Il dibattito pubblico sulla riforma delle istituzioni repubblicane, ampiamente concentrato sulle sorti del Senato, ha recentemente investito anche i destini di un altro organo costituzionale, il Consiglio Nazionale dell’Economia e del Lavoro (CNEL).

Il CNEL è un organo di rilievo costituzionale, che la nostra Costituzione regolamenta all’articolo 99: «Il Consiglio nazionale dell’economia e del lavoro è composto, nei modi stabiliti dalla legge, di esperti e di rappresentanti delle categorie produttive, in misura che tenga conto della loro importanza numerica e qualitativa. È organo di consulenza delle Camere e del Governo per le materie e secondo le funzioni che gli sono attribuite dalla legge. Ha l’iniziativa legislativa e può contribuire alla elaborazione della legislazione economica e sociale secondo i principi ed entro i limiti stabiliti dalla legge». Le attribuzioni di quest’organo sono state disciplinate dalla legge 33 del 1957 e successive modifiche e integrazioni. Poiché, tuttavia, negli anni le potenzialità del CNEL sono di fatto rimaste inespresse, è intervenuta la legge 15 del 2009 attribuendo ulteriori competenze all’organo costituzionale nel tentativo di valorizzarlo maggiormente e ciò anche in considerazione del rango costituzionale dello stesso. Eppure, ancor oggi l’attività del CNEL sembra del tutto insignificante. Stando a quanto riportato dal sito web del CNEL, il bilancio di oltre 50 anni di attività è così riassunto: «970 documenti, così raggruppati per tipologia: 96 Pareri; 350 testi di Osservazioni e Proposte; 14 Disegni di legge; 270 Rapporti e Studi; 90 Relazioni;130 Dossier che raccolgono gli atti di convegni ospitati al CNEL; 20 Protocolli e Collaborazioni istituzionali».
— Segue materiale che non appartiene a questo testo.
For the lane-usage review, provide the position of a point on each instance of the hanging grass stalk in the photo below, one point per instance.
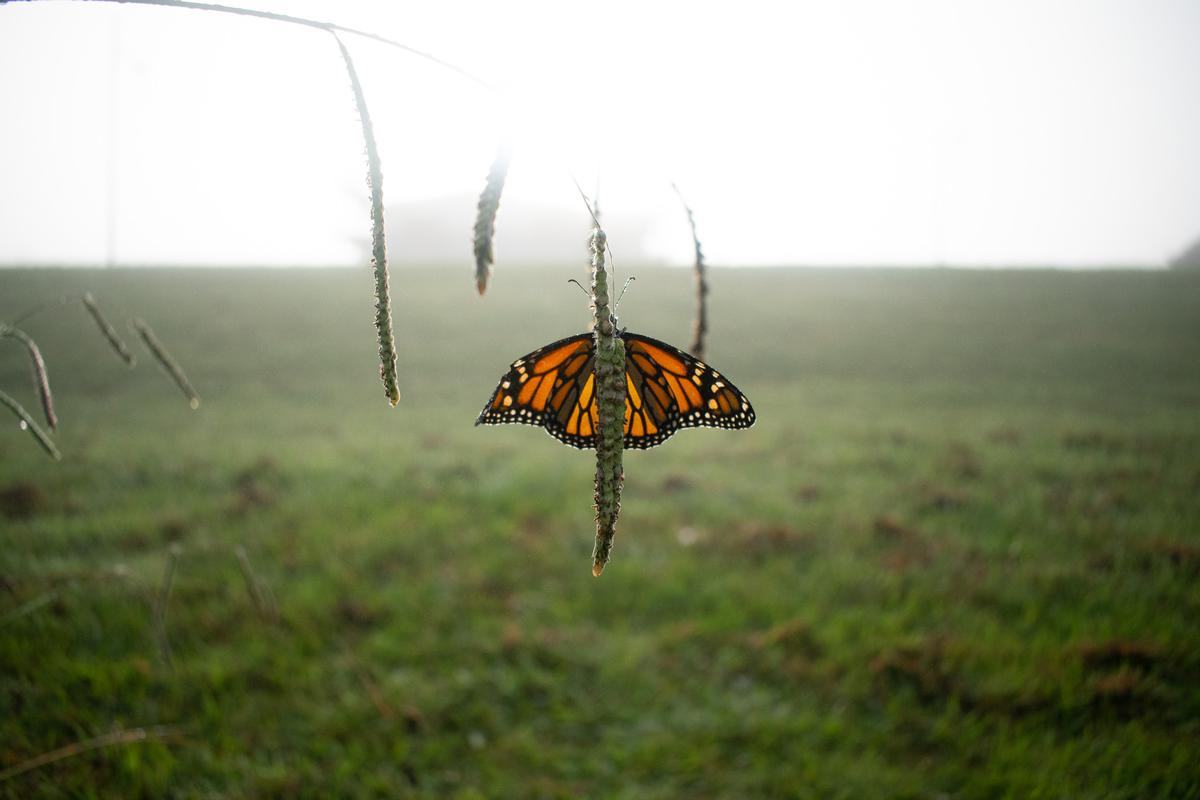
(610, 389)
(41, 380)
(378, 241)
(114, 340)
(168, 364)
(700, 325)
(29, 423)
(485, 218)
Accanto alle critiche per la scarsa attività istituzionale e il carattere ininfluente della documentazione normativa prodotta, si sono aggiunti recentemente anche duri attacchi per lo spreco di denaro pubblico imputabile a quest’organo, oggetto di specifica indagine da parte della Corte dei Conti.
Nel mese di ottobre 2013 Matteo Renzi, oggi Presidente del Consiglio, scriveva nella sua newsletter «Il CNEL non serve a nulla. Però sta in Costituzione. Già che hanno deciso di cambiare la Costituzione, ci fanno la cortesia di abolire anche il CNEL».

Oggi il tema dell’abolizione del CNEL è stato riproposto dal gruppo parlamentare Nuovo Centro Destra (NCD), che ha presentato in data 30 gennaio 2014 al Senato un disegno di legge per la “Abrogazione dell’articolo 99 della Costituzione e soppressione del Consiglio nazionale dell’economia e del lavoro”, a firma del senatore Andrea Augello. Peraltro, proprio negli stessi giorni in cui NCD provvedeva al deposito del disegno di legge, anche il Partito Democratico (PD), in persona del deputato Dario Nardella annunciava l’intenzione di presentare una proposta di legge per l’abolizione del CNEL.
Le proposte di abolizione del CNEL sembrano peraltro andare incontro all‘orientamento prevalente tra l’opinione pubblica.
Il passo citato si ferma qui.